Которая, разумеется, снова навела меня на мысль об Ахматовой, тоже
имевшей поразительную способность ничего не забывать: даты, топографические
детали, имена и анкетные данные людей, их семейные обстоятельства, кузенов,
племянников, племянниц, вторые и третьи браки, происхождение их жен и мужей,
партийную принадлежность, когда и кем издавались их книги и, в случае
печального конца, кто именно на них донес. Она тоже могла по первому
требованию сплести широкую, паутинную, осязаемую ткань, и даже тембр ее
низкого монотонного голоса был сродни звучавшему теперь в библиотеке
Атенеума.
Нет, человек напротив меня Энеем не был, так как Эней, я думаю, ничего
не помнил. Да и Ахматова не годилась в Дидоны, чтобы погибнуть всего от
одной трагедии, умереть в пламени. Кто бы описал его языки, позволь она себе
это? С другой стороны, действительно есть что-то от Вергилия в способности
помнить не только свою жизнь, в пристальном внимании к чужим судьбам, и это
свойство не одних поэтов.
Но, опять-таки, ярлык философа я не мог бы прикрепить к сэру Исайе,
поскольку тот изувеченный экземпляр "Четырех статей" был скорее следствием
физиологического отвращения к жестокому веку, чем философским трактатом. По
той же причине и историком идей я бы его не назвал. Для меня его слова
всегда звучали как вопль из чрева чудовища, скорее как крик помощи, чем о
помощи — нормальный ответ ума, обожженного и исполосованного настоящим,
которого он никому не желает в качестве будущего.
Кроме того, в стране, из которой я приехал, "философия", в общем,
считалась бранным словом и включала понятие системы. К "Четырем статьям"

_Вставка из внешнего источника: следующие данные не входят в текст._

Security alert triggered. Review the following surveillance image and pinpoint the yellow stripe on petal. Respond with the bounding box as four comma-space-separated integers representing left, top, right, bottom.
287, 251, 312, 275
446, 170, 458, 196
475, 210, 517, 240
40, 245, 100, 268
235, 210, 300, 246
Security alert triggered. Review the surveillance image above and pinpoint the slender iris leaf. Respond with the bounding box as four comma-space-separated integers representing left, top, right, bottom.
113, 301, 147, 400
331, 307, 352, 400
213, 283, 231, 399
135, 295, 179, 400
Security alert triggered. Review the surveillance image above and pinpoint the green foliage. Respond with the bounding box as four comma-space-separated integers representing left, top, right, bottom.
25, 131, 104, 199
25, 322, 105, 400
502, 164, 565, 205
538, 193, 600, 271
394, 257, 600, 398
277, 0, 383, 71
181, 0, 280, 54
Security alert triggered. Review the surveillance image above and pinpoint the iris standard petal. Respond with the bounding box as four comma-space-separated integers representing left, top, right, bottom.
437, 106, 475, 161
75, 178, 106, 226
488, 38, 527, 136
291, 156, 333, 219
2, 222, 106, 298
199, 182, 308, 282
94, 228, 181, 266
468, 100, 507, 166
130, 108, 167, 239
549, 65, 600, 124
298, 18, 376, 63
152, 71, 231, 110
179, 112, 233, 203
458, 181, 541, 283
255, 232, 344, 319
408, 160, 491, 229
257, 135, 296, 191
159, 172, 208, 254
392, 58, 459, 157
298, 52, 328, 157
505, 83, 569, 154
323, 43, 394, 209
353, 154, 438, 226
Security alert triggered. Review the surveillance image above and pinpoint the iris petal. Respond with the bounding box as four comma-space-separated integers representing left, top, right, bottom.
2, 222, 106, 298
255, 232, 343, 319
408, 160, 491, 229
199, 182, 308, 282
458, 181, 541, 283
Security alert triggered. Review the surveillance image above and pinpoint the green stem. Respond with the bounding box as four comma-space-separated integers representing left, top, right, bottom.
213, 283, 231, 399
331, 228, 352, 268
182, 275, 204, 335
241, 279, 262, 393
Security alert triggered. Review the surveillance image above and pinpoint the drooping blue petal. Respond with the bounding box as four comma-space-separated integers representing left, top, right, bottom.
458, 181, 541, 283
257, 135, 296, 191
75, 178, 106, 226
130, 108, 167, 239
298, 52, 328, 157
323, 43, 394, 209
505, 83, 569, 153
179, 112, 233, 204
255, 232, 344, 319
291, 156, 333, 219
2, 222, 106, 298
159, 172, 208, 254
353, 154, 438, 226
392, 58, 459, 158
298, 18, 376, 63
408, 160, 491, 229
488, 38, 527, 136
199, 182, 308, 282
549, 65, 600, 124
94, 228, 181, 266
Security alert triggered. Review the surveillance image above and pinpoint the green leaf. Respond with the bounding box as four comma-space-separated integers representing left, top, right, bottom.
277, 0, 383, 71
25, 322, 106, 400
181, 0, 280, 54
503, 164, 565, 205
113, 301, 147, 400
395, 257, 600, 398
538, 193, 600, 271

располагало то, что они никакой системы не выдвигали, поскольку "свобода" и
"система" суть антонимы. Что касается нахальной увертки, будто отсутствие
системы тоже своего рода система, то я абсолютно уверен, что с этим
силлогизмом я бы ужился, не говоря уже о такой системе.
И я помню, как, пробираясь по той книге без обложки, я часто
останавливался, чтобы воскликнуть: как по-русски! При этом я имел в виду не
только аргументы автора, но и способ их подачи: нагромождение придаточных,
отступления и вопросы, прозаические каденции, отдававшие сардоническим
красноречием лучшей русской литературы XIX века.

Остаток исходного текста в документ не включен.